In Florida after a big blow, I hard-wire into my house, BUT--I duct tape the outside breaker box shut with a big note saying I'm on auxilliary generated power.  It's a redundancy because inside I've pulled my big main wires out of the inside breaker box.  Just a courtesy to the guys trying to re-power the neighborhood not to fry one of them.

This guy?  He was just an idiot.  Someone's brother who was being paid to sit around and watch TV, smoke crank and run from the power guys.  Uh, Polk County Florida ain't exactly the epicenter of rational thinking, to be truthfull.


----------



## Super Silver Haze (Jun 23, 2009)

PencilHead said:
			
		

> Uh, Polk County Florida ain't exactly the epicenter of rational thinking, to be truthfull.


 
POLK  =  People Of Little Knowledge


----------



## RCCIZMe (Jun 24, 2009)

he was high, thats the only explanation
playing hide and seek with the utility co


----------



## The Hemp Goddess (Jun 24, 2009)

viper1951 said:
			
		

> I run all of my lights on 240 volt  as you can run 2 1000 watts for the price of 1 on 120 volt ...



I'm sorry, but this is simply incorrect.  It cost the same to run a 1000W light whether you are running 120 or 240.  If you are running 240, you are just pulling 1/2 the amps, but this does not impact your electrical usage.


----------



## AcesUp (Jun 24, 2009)

The Hemp Goddess said:
			
		

> I'm sorry, but this is simply incorrect. It cost the same to run a 1000W light whether you are running 120 or 240. If you are running 240, you are just pulling 1/2 the amps, but this does not impact your electrical usage.


 

I agree. No difference in power consumption.


----------



## That crazy vancouver guy (Jun 24, 2009)

The Hemp Goddess said:
			
		

> I'm sorry, but this is simply incorrect. It cost the same to run a 1000W light whether you are running 120 or 240. If you are running 240, you are just pulling 1/2 the amps, but this does not impact your electrical usage.


 
lol...ummm, HG... no, *you* are incorrect... and he is right...

this is why yer a plumber, and not an electrician... LMAO  

think of electricity this way, so you understand it... think of voltage as pressure, and electricity itself (electrons) as water molecules.  

it's the amount of power that gets used (mass of water/electrons) - which is the measure of amperage used - that you get charged for... at 240V over 120V, the amperage is cut in half, so only half the power is used...
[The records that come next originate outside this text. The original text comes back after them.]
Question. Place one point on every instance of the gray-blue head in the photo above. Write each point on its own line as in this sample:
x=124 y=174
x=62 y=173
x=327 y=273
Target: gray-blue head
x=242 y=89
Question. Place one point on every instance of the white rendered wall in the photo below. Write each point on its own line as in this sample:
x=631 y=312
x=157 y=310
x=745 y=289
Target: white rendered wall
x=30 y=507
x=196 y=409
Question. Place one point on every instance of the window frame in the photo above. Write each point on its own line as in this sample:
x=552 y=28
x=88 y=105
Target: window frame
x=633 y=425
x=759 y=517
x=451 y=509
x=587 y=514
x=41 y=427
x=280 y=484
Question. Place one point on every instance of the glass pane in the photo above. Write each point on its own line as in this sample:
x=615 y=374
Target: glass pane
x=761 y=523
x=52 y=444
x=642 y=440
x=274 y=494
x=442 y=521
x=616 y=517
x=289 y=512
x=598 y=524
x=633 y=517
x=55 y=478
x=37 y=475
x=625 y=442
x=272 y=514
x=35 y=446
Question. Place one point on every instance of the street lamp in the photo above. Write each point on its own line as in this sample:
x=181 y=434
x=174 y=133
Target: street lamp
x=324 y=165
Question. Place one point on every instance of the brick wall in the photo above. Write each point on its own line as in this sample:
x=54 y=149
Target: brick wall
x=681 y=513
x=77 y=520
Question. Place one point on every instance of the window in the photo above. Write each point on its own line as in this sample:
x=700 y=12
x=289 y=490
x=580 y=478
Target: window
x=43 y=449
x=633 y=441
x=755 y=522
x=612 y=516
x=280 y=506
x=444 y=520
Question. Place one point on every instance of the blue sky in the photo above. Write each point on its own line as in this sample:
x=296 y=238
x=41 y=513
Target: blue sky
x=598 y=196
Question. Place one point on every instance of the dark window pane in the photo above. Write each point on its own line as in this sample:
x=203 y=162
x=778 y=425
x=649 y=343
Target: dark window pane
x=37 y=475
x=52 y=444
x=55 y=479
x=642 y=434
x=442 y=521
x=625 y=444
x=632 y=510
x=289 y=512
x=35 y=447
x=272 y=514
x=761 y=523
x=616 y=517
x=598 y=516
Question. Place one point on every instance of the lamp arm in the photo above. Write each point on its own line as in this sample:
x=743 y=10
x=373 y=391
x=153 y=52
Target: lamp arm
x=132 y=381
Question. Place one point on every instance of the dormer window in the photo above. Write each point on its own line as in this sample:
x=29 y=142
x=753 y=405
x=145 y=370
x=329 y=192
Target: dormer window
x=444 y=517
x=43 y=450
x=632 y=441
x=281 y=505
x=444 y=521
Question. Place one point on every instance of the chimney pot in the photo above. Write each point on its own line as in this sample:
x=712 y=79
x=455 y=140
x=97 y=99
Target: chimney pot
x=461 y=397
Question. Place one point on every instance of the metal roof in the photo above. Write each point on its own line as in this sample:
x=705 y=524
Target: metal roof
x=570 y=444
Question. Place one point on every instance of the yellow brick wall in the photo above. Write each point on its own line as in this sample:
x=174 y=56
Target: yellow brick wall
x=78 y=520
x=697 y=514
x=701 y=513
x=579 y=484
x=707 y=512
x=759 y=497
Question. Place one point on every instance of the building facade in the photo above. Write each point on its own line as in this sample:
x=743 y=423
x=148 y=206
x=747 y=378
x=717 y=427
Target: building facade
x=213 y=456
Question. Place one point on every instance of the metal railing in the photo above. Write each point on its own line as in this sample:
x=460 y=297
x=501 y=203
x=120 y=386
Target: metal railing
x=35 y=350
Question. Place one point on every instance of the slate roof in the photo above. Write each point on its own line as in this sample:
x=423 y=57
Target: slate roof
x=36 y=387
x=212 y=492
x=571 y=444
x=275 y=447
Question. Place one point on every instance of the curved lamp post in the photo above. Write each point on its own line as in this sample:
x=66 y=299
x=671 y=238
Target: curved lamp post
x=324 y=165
theoretically, everything _should_ be run on 240V to be most efficient, but of course, that is just not practical....


----------



## PencilHead (Jun 24, 2009)

RCCIZMe said:
			
		

> he was high, thats the only explanation
> playing hide and seek with the utility co


 
I agree, but I've never been _that_ high on buds.  That's why I suggested that it was probably a crank thing.  Right neighborhood for cookers--rural Florida. 

The problem with crank heads is that it's not that big of a jump from, "I think I'll go cut the grass," to "I think I'll go kill the neighbors."  Lovely stuff.  Brings out the best in our indigenous goobers.


----------



## smokybear (Jun 24, 2009)

Lol. Crazy story. Thanks FruityBud. Take care and be safe.


----------